Bova presenta reclamo al Garante per la privacy: “Violata la mia riservatezza”

Raoul Bova passa al contrattacco dopo la diffusione degli audio privati in cui si rivolgeva con parole affettuose alla modella 23enne Martina Ceretti. L’attore ha presentato un reclamo ufficiale al Garante della privacy, con la richiesta di bloccare la circolazione incontrollata dei messaggi vocali diventati virali dopo essere stati trasmessi il 21 luglio nella trasmissione YouTube “Falsissimo” di Fabrizio Corona.
Nel documento, il team legale dell’attore sottolinea che non è mai stato dato consenso alla diffusione dei messaggi, e chiede di individuare e sanzionare chi ha violato la normativa. «La voce è un dato personale particolarmente sensibile, soggetto a tutele rafforzate», spiegano i legali, sottolineando che nemmeno un eventuale consenso della destinataria – seppur inizialmente espresso – sarebbe sufficiente a giustificare la pubblicazione pubblica degli audio.
La vicenda ha assunto rapidamente una dimensione mediatica. Le frasi pronunciate da Bova – come «essere speciale dal sorriso meraviglioso e dagli occhi spaccanti» – sono state riprese da giornali, social e brand. Persino Ryanair e il Napoli Calcio hanno cavalcato l’onda, salvo poi rimuovere i contenuti dopo le minacce legali dell’attore.
Ma il caso è ben più serio. Prima della messa in onda della puntata incriminata, Bova ha ricevuto una serie di messaggi dal tono minaccioso da un numero spagnolo. L’interlocutore, promettendo di “fermare Corona” in cambio di un “regalo”, gli scriveva: «Altro che don Matteo… ho contenuti che ti farebbero molto male». L’attore ha denunciato tutto alla Polizia Postale e la Procura di Roma ha aperto un fascicolo per tentata estorsione.
Sono già stati perquisiti Fabrizio Corona, Martina Ceretti e il pr Federico Monzino, che avrebbe fatto da intermediario. Corona sostiene che «gli audio e le chat mi sono stati inviati volontariamente, non c’è stata alcuna acquisizione illecita», mostrando su Instagram lo scambio con Monzino.

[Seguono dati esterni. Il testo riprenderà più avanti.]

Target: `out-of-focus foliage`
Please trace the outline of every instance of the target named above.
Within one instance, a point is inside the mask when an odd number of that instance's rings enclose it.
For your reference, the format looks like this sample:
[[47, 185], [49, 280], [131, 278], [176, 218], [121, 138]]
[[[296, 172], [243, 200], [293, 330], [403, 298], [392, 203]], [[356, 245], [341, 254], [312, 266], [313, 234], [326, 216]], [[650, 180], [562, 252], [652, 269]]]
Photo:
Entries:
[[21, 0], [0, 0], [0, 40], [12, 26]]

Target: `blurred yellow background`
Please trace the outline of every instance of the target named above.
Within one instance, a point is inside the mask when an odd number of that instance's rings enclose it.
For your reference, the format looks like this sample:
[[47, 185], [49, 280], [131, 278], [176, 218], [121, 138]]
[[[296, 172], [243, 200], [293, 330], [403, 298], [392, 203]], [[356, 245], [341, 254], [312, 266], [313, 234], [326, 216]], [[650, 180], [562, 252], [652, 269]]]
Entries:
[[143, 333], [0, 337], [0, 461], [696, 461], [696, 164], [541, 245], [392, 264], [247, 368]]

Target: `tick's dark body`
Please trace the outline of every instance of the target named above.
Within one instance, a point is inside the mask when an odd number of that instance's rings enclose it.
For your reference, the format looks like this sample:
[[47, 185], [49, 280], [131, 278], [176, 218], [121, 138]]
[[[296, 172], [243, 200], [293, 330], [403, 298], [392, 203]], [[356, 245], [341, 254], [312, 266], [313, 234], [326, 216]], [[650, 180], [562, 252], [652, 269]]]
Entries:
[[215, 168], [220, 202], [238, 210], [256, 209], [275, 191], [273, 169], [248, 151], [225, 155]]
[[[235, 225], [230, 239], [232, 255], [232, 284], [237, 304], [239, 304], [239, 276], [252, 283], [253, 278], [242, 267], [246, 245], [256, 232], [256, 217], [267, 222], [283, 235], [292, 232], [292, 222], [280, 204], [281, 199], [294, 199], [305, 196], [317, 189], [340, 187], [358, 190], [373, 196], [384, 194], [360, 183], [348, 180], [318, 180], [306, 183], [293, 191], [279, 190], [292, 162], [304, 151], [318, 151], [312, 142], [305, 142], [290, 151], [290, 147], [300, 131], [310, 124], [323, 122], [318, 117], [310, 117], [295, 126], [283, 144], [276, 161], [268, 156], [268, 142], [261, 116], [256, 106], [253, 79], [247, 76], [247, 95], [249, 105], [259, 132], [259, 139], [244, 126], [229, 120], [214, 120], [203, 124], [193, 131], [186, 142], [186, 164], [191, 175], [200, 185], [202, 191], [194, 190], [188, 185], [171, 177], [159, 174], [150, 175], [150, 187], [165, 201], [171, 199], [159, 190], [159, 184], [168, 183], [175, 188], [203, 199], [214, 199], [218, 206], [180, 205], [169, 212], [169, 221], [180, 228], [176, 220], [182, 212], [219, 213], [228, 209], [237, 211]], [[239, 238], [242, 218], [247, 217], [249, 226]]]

Il pr conferma: «Martina mi ha inviato tutto e mi ha dato il consenso a inoltrare il materiale a Corona». Ma successivamente, «una volta capito l’impatto che poteva avere, mi ha chiesto di fermare tutto. Io ho rispettato la sua volontà, ma Corona ha pubblicato lo stesso». Questo ripensamento, se confermato, annullerebbe il consenso iniziale, rendendo illecita la diffusione successiva dei contenuti. Ma anche se la modella avesse dato un consenso scritto, sarebbe stato sufficiente, visto che si trattava di messaggi privati? E’ lecito dubitarne.
Proprio per questo ora la parola passa al Garante per la protezione dei dati personali, che dovrà valutare se si configura una violazione dell’articolo 167 del Codice della privacy: una norma che punisce penalmente chi diffonde dati personali senza consenso, per trarre profitto o arrecare danno.
Nel frattempo, l’inchiesta aperta a Roma cercherà di chiarire se la pubblicazione degli audio possa configurare una forma di ricatto ai danni dell’attore, ipotesi che aggraverebbe ulteriormente la posizione degli indagati. Il caso è destinato a fare scuola sui limiti della diffusione online dei dati personali, in particolare in un contesto di gossip e viralità incontrollata.